Garmin announced its latest activity tracker, the vivofit 4, the day after Christmas. The basic tracker, said to be safe to use while swimming and showering, claims a one-year battery life from a coin battery. An activity tracker is “only as effective as how often you wear it,” said Dan Bartel, Garmin vice president-worldwide sales, noting the device doesn’t have to be removed for recharging. The $79 tracker can be paired with a smartphone. Garmin didn’t respond to questions.
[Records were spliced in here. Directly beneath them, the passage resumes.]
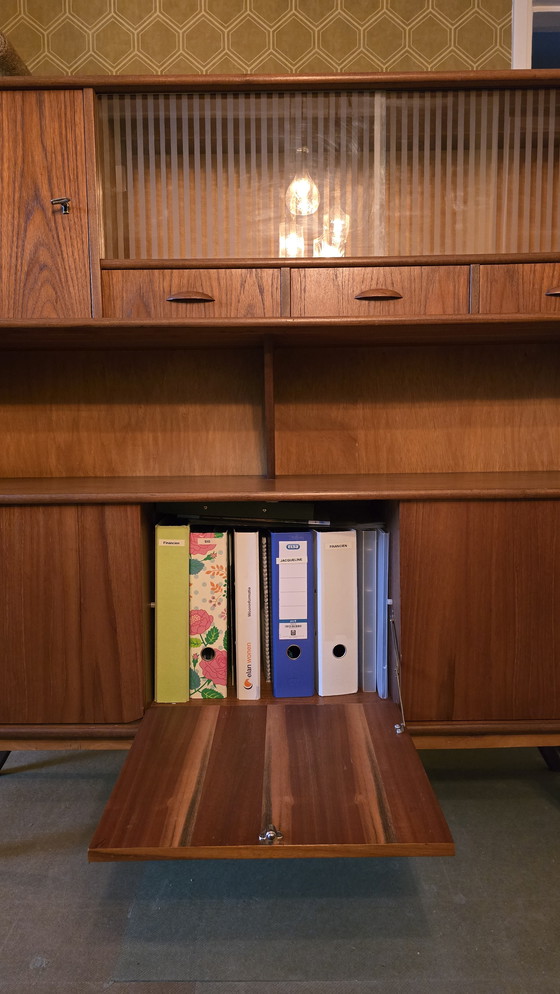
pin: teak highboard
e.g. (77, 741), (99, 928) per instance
(0, 71), (560, 860)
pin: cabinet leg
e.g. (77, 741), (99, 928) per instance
(539, 746), (560, 770)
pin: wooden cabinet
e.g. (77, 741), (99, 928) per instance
(0, 505), (146, 724)
(0, 73), (560, 859)
(400, 500), (560, 726)
(0, 89), (94, 319)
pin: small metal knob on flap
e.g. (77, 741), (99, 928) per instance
(259, 825), (284, 846)
(51, 197), (70, 214)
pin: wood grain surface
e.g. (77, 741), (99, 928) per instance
(400, 500), (560, 720)
(0, 90), (92, 318)
(291, 266), (469, 317)
(89, 695), (453, 860)
(479, 262), (560, 314)
(0, 506), (145, 724)
(0, 470), (560, 504)
(0, 349), (265, 477)
(102, 269), (280, 320)
(275, 344), (560, 475)
(0, 316), (560, 350)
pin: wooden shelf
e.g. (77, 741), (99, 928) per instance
(0, 314), (560, 351)
(0, 471), (560, 504)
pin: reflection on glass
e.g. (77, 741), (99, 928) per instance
(278, 221), (305, 259)
(286, 146), (319, 217)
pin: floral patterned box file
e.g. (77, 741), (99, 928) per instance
(189, 531), (229, 698)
The overall global market for wearables will nearly double to 222.3 million units in 2021, from 113.2 million this year, said IDC Wednesday. “Basic wristbands” like the Fitbit Charge are the most popular category of wearables this year, but they’re “quickly becoming commodities” and will yield their market leadership to smartwatches in four years, said IDC. Basic wristbands had a 39.8 percent unit share this year compared with 27.9 percent for smartwatches, but in 2021 smartwatches will be 32.1 percent of total wearable units, vs. 21.5 percent for basic wristbands, it said. Smartwatches, led mainly by the Apple Watch, are expected to ship 71.5 million units in 2021, up from 31.6 million in 2017, IDC said. Contributing growth factors include the adoption of cellular connectivity, additional SKUs from fashion brands and the transition of kids’ watches “from basic location tracking watches to more sophisticated watches that allow kids to play games, run apps, and communicate with friends/family,” said IDC.